Fernando Seoane

Personal information
- Full name: Fernando Seoane Antelo
- Date of birth: 25 March 1983 (age 43)
- Place of birth: Compostela, Spain
- Height: 1.76 m (5 ft 9 in)
- Position: Defensive midfielder

Youth career
- Compostela

Senior career*
- Years: Team / Apps / (Gls)
- 2002–2003: Compostela B
- 2003–2004: Compostela / 30 / (0)
- 2004–2006: Alavés B / 61 / (4)
- 2006–2007: Burgos / 37 / (1)
- 2007–2009: Écija / 71 / (0)
- 2009–2010: Lugo / 35 / (0)
- 2010–2012: Gimnàstic / 75 / (0)
- 2012–2022: Lugo / 351 / (7)
- Total:  / 660 / (12)

= Fernando Seoane =

Spanish footballer

Fernando Seoane Antelo (born 25 March 1983) is a Spanish former professional footballer who played as a defensive midfielder.

He achieved Segunda División figures of 426 games and seven goals over 12 seasons, spending one decade with Lugo.

==Club career==
Born in Santiago de Compostela, Galicia, Seoane started playing with hometown's SD Compostela, remaining two years with the club. In 2004 he joined Deportivo Alavés' reserves, spending two further seasons with them in the Segunda División B.

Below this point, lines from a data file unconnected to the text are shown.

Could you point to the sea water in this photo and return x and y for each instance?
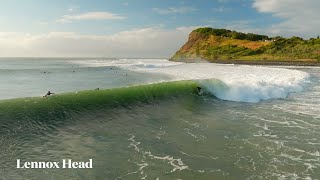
(250, 122)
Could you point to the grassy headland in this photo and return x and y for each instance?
(221, 45)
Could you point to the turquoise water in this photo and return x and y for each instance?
(163, 130)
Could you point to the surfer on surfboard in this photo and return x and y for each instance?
(48, 94)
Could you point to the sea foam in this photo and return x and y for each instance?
(228, 82)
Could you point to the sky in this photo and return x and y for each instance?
(140, 28)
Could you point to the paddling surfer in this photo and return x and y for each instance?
(48, 94)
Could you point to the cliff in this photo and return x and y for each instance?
(225, 45)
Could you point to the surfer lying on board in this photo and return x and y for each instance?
(48, 94)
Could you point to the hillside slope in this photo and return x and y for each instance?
(221, 44)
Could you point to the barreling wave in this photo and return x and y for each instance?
(62, 106)
(227, 82)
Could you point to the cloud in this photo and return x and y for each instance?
(90, 16)
(220, 9)
(175, 10)
(299, 18)
(145, 42)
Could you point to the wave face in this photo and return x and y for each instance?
(227, 82)
(63, 105)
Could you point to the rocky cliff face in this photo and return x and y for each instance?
(220, 44)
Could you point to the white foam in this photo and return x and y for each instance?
(234, 83)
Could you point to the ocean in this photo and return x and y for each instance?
(146, 119)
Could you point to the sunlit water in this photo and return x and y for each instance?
(274, 136)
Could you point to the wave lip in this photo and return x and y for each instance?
(233, 83)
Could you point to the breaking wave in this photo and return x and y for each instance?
(227, 82)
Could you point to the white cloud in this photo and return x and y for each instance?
(90, 16)
(146, 42)
(174, 10)
(299, 17)
(220, 9)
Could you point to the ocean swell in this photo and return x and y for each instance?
(233, 83)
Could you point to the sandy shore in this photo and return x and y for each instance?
(259, 62)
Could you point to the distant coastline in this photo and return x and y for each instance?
(231, 47)
(255, 62)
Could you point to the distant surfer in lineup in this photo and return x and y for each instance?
(48, 94)
(199, 90)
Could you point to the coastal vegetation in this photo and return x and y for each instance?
(222, 44)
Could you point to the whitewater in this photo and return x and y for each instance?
(145, 119)
(227, 82)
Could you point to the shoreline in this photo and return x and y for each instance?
(254, 62)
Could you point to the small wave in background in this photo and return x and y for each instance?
(148, 121)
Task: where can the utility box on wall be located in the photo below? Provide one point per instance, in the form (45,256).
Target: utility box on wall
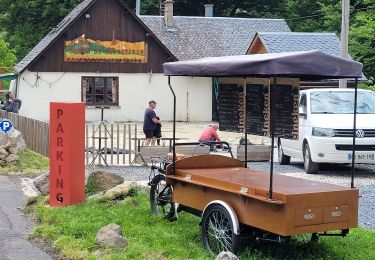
(67,150)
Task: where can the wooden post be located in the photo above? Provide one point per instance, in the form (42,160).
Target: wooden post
(67,162)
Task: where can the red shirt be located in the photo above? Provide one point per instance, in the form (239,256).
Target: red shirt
(209,133)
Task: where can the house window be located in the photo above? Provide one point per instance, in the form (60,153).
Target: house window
(100,91)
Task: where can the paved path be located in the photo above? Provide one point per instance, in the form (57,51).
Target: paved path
(14,227)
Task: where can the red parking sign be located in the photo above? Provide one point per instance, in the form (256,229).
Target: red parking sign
(67,149)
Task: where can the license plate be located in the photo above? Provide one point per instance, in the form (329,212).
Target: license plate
(362,157)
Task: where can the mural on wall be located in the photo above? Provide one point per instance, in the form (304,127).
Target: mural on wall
(88,50)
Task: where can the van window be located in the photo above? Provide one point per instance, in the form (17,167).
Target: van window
(342,102)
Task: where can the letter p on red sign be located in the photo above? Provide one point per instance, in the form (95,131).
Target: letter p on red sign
(67,151)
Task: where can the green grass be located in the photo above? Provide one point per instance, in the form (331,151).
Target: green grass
(30,162)
(72,231)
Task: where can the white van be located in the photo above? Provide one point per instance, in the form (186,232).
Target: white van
(326,129)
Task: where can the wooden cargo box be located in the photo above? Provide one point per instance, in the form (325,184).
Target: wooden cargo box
(298,206)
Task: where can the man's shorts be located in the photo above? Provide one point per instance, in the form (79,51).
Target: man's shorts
(150,133)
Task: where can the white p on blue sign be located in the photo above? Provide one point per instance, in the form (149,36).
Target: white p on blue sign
(6,126)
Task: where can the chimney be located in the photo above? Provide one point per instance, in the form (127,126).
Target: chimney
(138,7)
(168,13)
(208,10)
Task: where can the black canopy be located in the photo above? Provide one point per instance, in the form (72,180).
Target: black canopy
(304,65)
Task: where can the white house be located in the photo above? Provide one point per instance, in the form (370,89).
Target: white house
(105,55)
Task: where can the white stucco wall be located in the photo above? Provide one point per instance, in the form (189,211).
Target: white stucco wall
(194,95)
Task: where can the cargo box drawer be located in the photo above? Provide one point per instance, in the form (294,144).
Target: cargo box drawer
(308,216)
(336,214)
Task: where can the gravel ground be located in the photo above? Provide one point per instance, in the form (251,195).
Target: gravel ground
(334,174)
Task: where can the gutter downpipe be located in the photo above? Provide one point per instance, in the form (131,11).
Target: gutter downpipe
(272,135)
(354,131)
(174,125)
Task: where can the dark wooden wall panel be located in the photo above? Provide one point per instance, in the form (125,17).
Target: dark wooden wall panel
(109,18)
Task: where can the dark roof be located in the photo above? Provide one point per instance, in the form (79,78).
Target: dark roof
(198,37)
(275,42)
(302,64)
(52,35)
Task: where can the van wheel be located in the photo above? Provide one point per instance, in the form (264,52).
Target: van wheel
(283,159)
(310,166)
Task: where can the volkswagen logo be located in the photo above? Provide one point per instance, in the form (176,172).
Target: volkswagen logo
(360,133)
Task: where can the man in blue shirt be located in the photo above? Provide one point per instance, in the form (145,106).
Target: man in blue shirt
(149,123)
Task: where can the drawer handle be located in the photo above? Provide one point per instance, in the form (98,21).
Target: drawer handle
(309,216)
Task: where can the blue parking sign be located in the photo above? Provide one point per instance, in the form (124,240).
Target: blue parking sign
(6,126)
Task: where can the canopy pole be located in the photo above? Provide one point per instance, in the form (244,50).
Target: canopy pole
(272,134)
(174,125)
(354,131)
(245,121)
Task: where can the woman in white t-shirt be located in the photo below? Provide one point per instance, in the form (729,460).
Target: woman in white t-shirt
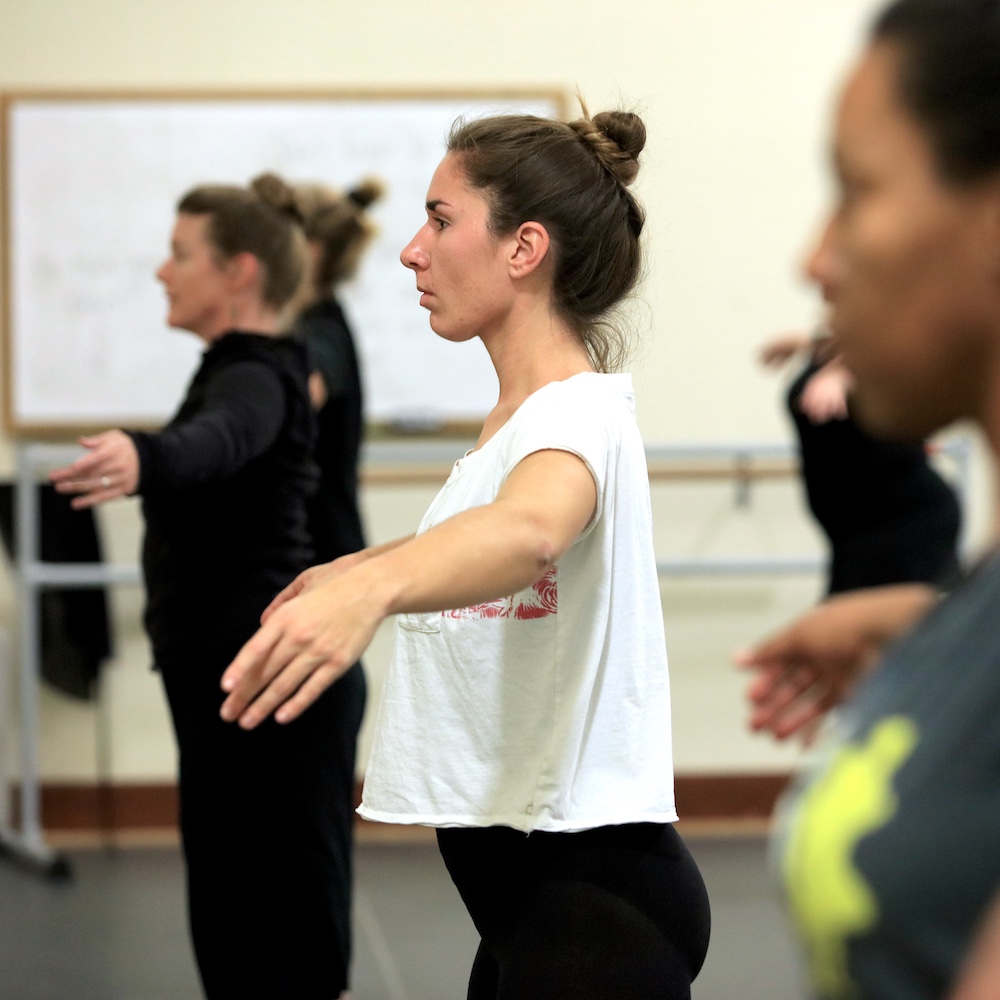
(526,711)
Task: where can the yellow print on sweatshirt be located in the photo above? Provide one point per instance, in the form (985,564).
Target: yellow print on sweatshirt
(830,899)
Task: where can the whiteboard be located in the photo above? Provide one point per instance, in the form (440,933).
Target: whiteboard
(90,188)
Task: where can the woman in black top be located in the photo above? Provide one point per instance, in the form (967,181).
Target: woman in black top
(338,229)
(888,514)
(225,487)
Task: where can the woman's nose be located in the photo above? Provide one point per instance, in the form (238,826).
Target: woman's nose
(414,256)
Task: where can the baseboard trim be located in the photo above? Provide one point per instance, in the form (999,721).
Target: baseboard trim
(83,808)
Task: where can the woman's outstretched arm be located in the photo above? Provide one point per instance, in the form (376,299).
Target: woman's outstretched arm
(309,640)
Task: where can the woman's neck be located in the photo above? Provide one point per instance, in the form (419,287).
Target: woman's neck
(251,317)
(527,356)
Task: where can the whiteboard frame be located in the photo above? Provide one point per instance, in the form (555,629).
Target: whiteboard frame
(62,428)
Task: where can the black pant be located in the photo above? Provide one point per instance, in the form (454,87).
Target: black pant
(266,822)
(614,913)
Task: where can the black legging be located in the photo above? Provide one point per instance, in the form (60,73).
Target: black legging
(613,913)
(266,823)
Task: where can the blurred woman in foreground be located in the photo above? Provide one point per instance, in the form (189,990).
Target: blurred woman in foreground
(891,860)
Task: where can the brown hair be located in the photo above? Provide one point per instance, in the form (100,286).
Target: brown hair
(573,179)
(342,227)
(263,219)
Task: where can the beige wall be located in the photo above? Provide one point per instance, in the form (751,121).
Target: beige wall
(735,94)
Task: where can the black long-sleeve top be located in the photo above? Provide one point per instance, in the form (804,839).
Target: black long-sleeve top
(224,487)
(334,517)
(889,515)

Subsequently, Seoane continued playing in the third tier, representing Burgos CF, Écija Balompié and CD Lugo. In the 2010–11 campaign, aged 27, he made his Segunda División debut with Catalonia's Gimnàstic de Tarragona, only missing four league matches (37 starts, 3,178 minutes) as the team narrowly avoided relegation.

Seoane returned to Lugo in July 2012, on a three-year contract. He scored his first goal as a professional on 1 September 2013, in a 4–2 home win against Real Jaén. During his spell at the Estadio Anxo Carro he was an essential midfield unit for several coaches, and on 19 October 2017 the 34-year-old agreed to an extension until 2020.

On 23 May 2022, Lugo announced the departure of 39-year-old Seoane at the end of the season, after ten years of service.